The seventh-century Antiphonary of Bangor with its collection of Latin
texts is one of the greatest surviving treasures of early medieval Irish
Christianity. The twelve hymns preserved within include one, the Sancti Venite, labelled as 'Hymnus quando communicarent sacerdotes'.
F.E. Warren, the Victorian editor and translator of the manuscript of
the Antiphonary, now housed at the Ambrosian Library at Milan,
commented:
This Hymn is evidently from its title a ‘Communio’ or ‘Antiphona ad accedentes ’ to be used during the Communion of the Priests, of whom there would be many, headed by the Abbot himself, in such a monastery as Bangor.He goes on to say:
It consists of eleven quatrains or stanzas of four lines each. The lines are iambic penthemime, and trochaic dimeter catalectic alternately. It has been fancifully suggested that there are eleven stanzas in this Hymn because there were eleven Apostles who were present at the institution of the Eucharist and received it worthily.F.E.Warren, ed. and trans., The Antiphonary of Bangor, Part II (London, 1895), 44.
The very fact that the Sancti Venite
is a Eucharistic hymn marks it out from the other hymns in the
Antiphonary of Bangor, which relate to the monastic hours. It indicates
that a hymn was sung during the taking of communion in early Irish
monasteries, at least in Bangor, plus the Antiphonary also includes
seven communion antiphons.
Father Michael Curran, MSC, in his 1984 study The Antiphonary of Bangor and the Early Irish Monastic Liturgy, describes the Sancti Venite as a 'Eucharistic hymn of fine theological and devotional quality'. He also mentions the 'picturesque and fictional occasion of its composition', a tradition which has been preserved in the fifteenth-century Leabhar Breac, and summarised by Cardinal Moran in his 1864 essay on the teaching of the Early Irish Church regarding the Blessed Eucharist:
In the ancient Irish preface to the hymn of St. Sechnall on St. Patrick, preserved in the Leabhar Breac, it is said that, on a certain occasion, whilst Sechnall was offering the holy sacrifice, our apostle went to visit him; and it was when Sechnall had finished the Mass, except taking the body of Christ, that he heard that Patrick had arrived at the place: leaving the altar, he prostrated himself at the feet of St. Patrick, and when both subsequently approached the church, they heard a choir of angels chanting a hymn at the Offertory in the church, and what they chanted was the hymn whose beginning is Sancti venite, Christi corpus ,' etc., so that, from that time to the present, that hymn is chanted in Erin when the body of Christ is received".
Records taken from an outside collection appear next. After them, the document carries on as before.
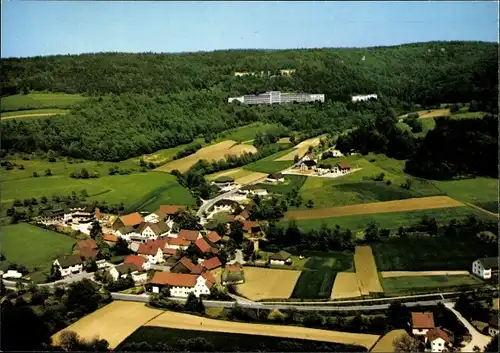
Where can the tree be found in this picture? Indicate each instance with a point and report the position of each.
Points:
(406, 343)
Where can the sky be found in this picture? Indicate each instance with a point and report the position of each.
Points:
(31, 28)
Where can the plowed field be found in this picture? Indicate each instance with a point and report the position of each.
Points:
(422, 203)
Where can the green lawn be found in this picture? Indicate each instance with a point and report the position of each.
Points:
(33, 246)
(392, 220)
(413, 284)
(153, 338)
(431, 253)
(39, 100)
(317, 278)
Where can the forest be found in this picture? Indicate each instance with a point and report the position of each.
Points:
(145, 102)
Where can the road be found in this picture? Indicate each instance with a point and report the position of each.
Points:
(478, 339)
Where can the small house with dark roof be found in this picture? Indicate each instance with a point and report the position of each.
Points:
(486, 267)
(280, 258)
(70, 264)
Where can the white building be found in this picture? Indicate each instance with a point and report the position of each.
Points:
(486, 267)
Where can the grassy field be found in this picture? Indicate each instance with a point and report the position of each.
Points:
(39, 100)
(392, 220)
(143, 191)
(397, 285)
(430, 253)
(317, 278)
(33, 246)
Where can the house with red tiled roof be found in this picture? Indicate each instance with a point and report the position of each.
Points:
(181, 284)
(140, 262)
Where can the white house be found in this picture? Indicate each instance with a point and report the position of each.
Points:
(69, 264)
(181, 284)
(438, 340)
(421, 323)
(484, 268)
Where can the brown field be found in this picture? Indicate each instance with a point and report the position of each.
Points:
(384, 345)
(421, 203)
(366, 271)
(389, 274)
(300, 149)
(113, 322)
(210, 153)
(345, 286)
(266, 283)
(190, 322)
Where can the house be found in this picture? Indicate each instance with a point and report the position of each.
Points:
(152, 250)
(232, 274)
(190, 235)
(212, 264)
(87, 249)
(69, 264)
(205, 247)
(486, 267)
(421, 323)
(185, 265)
(493, 326)
(181, 284)
(438, 340)
(130, 220)
(275, 178)
(280, 258)
(140, 262)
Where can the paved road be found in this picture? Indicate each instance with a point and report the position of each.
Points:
(478, 339)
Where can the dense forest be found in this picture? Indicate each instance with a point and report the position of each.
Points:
(146, 102)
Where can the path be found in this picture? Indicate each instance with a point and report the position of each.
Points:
(190, 322)
(478, 339)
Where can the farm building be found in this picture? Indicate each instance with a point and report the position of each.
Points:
(181, 284)
(421, 323)
(69, 264)
(486, 267)
(280, 258)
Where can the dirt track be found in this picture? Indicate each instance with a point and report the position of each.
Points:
(422, 203)
(191, 322)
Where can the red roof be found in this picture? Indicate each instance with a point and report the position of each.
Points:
(422, 320)
(190, 235)
(438, 333)
(136, 260)
(110, 237)
(212, 263)
(174, 279)
(214, 237)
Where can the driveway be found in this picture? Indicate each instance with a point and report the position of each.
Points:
(478, 339)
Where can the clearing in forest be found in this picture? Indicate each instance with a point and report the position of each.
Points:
(113, 322)
(267, 283)
(366, 271)
(192, 322)
(211, 153)
(421, 203)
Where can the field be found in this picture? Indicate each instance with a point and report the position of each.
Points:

Dr Moran goes on to give the entire text of the Sancti Venite, and a translation, which I reprint below so that we may all enjoy this wonderful hymn:
1. "Sancti venite,
Christi corpus sumite;
Sanctum bibentes,
Quo redempti sanguinem.
2. Salvati Christi
Corpore et sanguine,
A quo refecti,
Laudes dicamus Deo.
3. Hoc sacramento,
Corporis et sanguinis,
Omnes exuti
Ab inferni faucibus.
4. Dator salutis,
Christus filius Dei,
Mundum salvavit,
Per crucem et sanguinem.
5 Pro universis
Immolatus Dominus,
Ipse sacerdos
Existit et hostia.
6. Lege praeceptum
Immolari hostias:
Qua adumbrantur
Divina mysteria.
7. Lucis indultor
Et salvator omnium,
Praeclaram sanctis
Largitus est gratiam.
8. Accedant omnes,
Pura mente creduli;
Sumant aeternam
Salutis custodiam:
9. Sanctorum custos,
Rector quoque Dominus,
Vitae perennis,
Largitor credentibus
11. Alpha et omega
Ipse Christus Dominus
Venit, venturus
Judicare homines."
4. The giver of salvation,
Christ, the Son of God,
Redeemed the world
By his cross and blood.
5. For the whole world
The Lord is offered up;
He is at the same time
High-priest and victim.
9. The guardian of the saints,
The supreme Ruler and Lord,
The Bestower of eternal life,
On those who believe in Him.
Rev Dr. P. F Moran, Essays on the Origin, Doctrines, and Discipline of the Early Irish Church, (Dublin, 1864), 166-167.
In an article on Irish Latin Hymns written in 1941 Dean Mulcahy lamented:
“The hymn ought to be better known in the Ireland of our day; beautiful in itself, its value is enhanced by its antiquity, and by the glorious and irrefutable record it furnishes of the sound faith planted by St. Patrick in the Irish church.”
"The Irish Latin Hymns: "Sancti Venite" of St Sechnall and "Altus Prosator" of St Columba', Irish Ecclesiastical Record,Vol. 52 (1941), 386.